Biography
Sam Francis was an important US-American painter and graphic artist. His work is attributed to Abstract Expressionism or colour field painting.
Before he found his artistic calling, Francis studied botany, medicine and psychology at the University of California in Berkeley from 1941 to 1943. He then enlisted as a soldier in the American Air Force for the following two years. Towards the end of the Second World War, he suffered severe spinal injuries in a plane crash, which forced him to spend many years in hospitals and clinics. During this time, he came into contact with painting, which did not let him go.
After his recovery, Francis began to study art history and fine arts at his old university between 1948 and 1950. During this time, he was particularly influenced by the abstract expressionists Mark Rothko, Arshile Gorky and especially by Clyfford Still. After successfully completing his studies Francis visited Paris and settled down there permanently. Numerous contacts with artists, especially with the circle around the painter and sculptor Jean-Paul Riopelle, shaped his style, which made him one of the most important representatives of Tachism. He became known for his technique of allowing colours to flow into each other in trickles of varying intensity on the painting ground, which then mixed to form partly large colour blobs. In 1952 he had his first solo exhibition in the “Galérie du Dragon” in Paris. There he also met Muriel Goodwin, whom he later married.

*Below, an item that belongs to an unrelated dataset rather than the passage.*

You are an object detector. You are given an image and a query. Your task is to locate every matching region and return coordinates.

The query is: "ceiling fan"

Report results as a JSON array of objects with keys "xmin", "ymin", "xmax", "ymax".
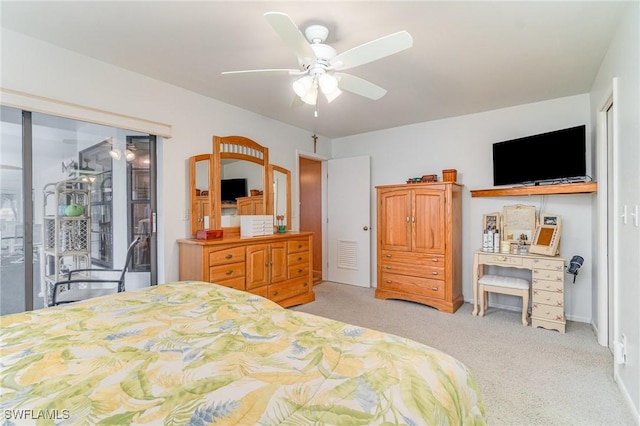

In 1957 Francis undertook a trip around the world, which among other things brought him to Japan for several months; there he executed his first large-format mural painting as part of a commissioned work. In a later creative phase, he installed such murals, some of which were oversized, at the Kunsthalle Basel and the Chase Manhattan Bank in New York, among other places. In 1959, Sam Francis took part in the 5th Biennale of São Paulo and the documenta II in Kassel.
After a phase of restlessness with studios in Paris, Bern, Tokyo, and New York that drove him through the world’s cities, Francis returned to California in 1962 and settled in Santa Monica. In 1964 he took part in the 32nd Venice Biennale and documenta III. In the 1970s, the now established artist turned to action painting, of which he is counted among the most distinctive representatives. During this time, he also began to take an interest in other art techniques – lithography, monotype, etching – techniques which he found an exciting challenge until his death.